Exercise 1: Shell Script for Detecting and Removing Duplicate Files

Objective:

Write a shell script that compares the content of files in a specified directory to identify duplicates and optionally removes them.

Requirements

Input:
The script should accept a directory path as an argument.
Example:

./check-duplicates.sh /path/to/directory

Output:
The script should list all files in the directory with a column indicating whether they are duplicates. For duplicates, it should specify the file they match.
Example:

    File                | Duplicate
    --------------------------------
    file1.txt           | No
    file2.txt           | Yes
    file3.txt           | Yes (file2.txt)

Optional Flag:
Add a -fix flag to remove duplicate files.
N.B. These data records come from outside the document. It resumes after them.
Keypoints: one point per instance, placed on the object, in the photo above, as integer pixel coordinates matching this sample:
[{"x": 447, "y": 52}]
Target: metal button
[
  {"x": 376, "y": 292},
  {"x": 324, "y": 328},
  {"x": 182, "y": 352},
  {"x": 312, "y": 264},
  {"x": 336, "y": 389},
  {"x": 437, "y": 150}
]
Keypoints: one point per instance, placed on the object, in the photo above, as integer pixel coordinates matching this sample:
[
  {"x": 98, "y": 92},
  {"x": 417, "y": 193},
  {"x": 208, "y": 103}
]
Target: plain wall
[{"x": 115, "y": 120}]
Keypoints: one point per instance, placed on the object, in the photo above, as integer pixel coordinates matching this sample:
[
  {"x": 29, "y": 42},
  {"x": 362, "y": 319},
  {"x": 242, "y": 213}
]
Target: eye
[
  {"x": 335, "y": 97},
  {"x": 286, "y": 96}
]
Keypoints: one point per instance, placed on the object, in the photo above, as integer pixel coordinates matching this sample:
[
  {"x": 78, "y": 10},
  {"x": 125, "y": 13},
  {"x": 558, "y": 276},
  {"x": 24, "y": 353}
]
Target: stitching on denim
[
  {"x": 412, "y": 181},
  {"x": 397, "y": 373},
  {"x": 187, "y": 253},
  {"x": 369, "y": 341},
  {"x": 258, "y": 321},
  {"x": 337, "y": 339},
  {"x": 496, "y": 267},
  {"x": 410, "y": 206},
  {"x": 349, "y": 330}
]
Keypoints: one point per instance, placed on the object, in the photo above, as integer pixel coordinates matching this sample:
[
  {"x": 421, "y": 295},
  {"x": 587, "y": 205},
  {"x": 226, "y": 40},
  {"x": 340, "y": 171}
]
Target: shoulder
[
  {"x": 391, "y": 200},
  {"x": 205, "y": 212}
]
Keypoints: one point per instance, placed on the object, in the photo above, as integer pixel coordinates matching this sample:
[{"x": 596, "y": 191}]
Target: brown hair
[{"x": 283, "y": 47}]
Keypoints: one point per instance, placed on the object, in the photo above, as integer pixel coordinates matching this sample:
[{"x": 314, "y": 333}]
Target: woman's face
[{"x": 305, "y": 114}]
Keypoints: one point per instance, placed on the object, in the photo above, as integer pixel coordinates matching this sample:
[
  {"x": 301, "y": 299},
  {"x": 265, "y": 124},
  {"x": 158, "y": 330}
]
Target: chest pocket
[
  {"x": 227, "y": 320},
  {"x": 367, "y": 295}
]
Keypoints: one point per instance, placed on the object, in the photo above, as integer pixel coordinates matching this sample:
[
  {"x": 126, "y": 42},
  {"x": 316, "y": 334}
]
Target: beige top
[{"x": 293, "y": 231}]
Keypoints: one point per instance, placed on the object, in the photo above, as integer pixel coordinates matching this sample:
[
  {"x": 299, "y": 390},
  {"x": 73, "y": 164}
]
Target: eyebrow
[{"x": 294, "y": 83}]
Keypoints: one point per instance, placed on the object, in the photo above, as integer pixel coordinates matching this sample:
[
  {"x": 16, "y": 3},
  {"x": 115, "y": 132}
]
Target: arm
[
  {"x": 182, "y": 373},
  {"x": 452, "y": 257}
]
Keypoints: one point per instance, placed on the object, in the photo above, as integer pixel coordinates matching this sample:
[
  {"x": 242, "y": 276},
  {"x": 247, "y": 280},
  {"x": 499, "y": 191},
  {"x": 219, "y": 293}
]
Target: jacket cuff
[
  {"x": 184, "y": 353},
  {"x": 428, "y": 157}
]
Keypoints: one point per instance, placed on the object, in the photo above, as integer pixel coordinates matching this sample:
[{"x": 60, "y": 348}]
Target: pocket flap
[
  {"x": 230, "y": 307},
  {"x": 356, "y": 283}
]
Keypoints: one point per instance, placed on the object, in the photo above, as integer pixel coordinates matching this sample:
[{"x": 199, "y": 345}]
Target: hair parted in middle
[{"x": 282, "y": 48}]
Only one copy of each duplicate file should be kept.
Example:

./check-duplicates.sh /path/to/directory --fix
# Deleting duplicate: file3.txt

Implementation Details:
Compare files based on their content. Use tools like md5sum or sha256sum to generate file hashes for comparison.
Ensure the script handles different file sizes efficiently.
Edge Cases:
Handle empty directories gracefully.
Display error messages for invalid directories or insufficient permissions.

Evaluation Criteria

Correctness:
Does the script accurately identify duplicates?
Does it correctly delete duplicates when -fix is provided?
Code Quality:
Is the script modular and easy to read?
Does it make effective use of shell utilities (e.g., find, awk, sort)?
Error Handling:
Are invalid inputs handled gracefully?
Are meaningful error messages displayed?
Efficiency:
Does the script process large directories effectively without excessive resource usage?

Hints and Tips

Use find to list files recursively in the directory.
Use md5sum or sha256sum to calculate file hashes for comparison.
Store hashes and file paths in a temporary file or an associative array for processing.
Use awk or sed for formatting the output.
Test your script with different types of files and directory structures.